With that comes an attention to detail and quality that is without compromise. Traditional ingredients such as rice, soy sauce, sake and wasabi are meticulously sourced from Japan, while the same consideration is applied to finding seafood and vegetables closer to home in Denmark. “Mackerel, herring and fjord shrimps are used in both Japanese and Danish cooking, but the terroir is vastly different, meaning that you have to treat the produce differently too. But our base flavours and textures, I would say, are pretty classical,” he explains.

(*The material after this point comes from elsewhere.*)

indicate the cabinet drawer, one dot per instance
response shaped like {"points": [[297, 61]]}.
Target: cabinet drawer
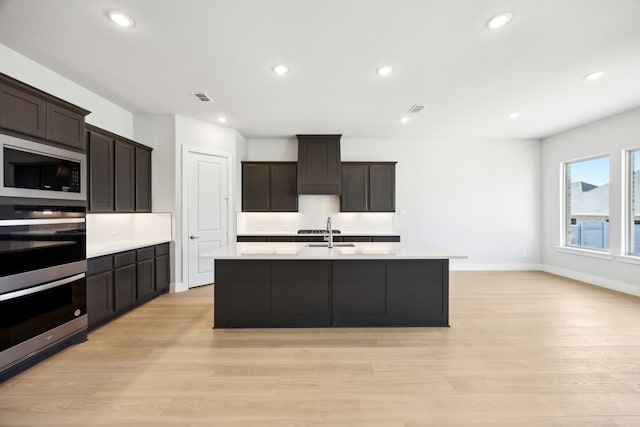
{"points": [[162, 249], [99, 265], [145, 253], [124, 258]]}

“We try to let just a few elements tread to the foreground when we cook. That means those few elements have to be exceptional. We want the pure flavour of the ingredient to shine through, never masking or obscuring it. If you really understand the craft and tradition of Japanese omakase cooking, you do not need to hide anything,” says Battefeld.
Every bite has its own scenography, its own universe. Battefeld’s effortless choreography paired with warm hospitality and his collection of Japanese porcelain, cutlery and tableware, make dishes beam with idiosyncrasy. They linger in mind. It is an act of care deeply felt.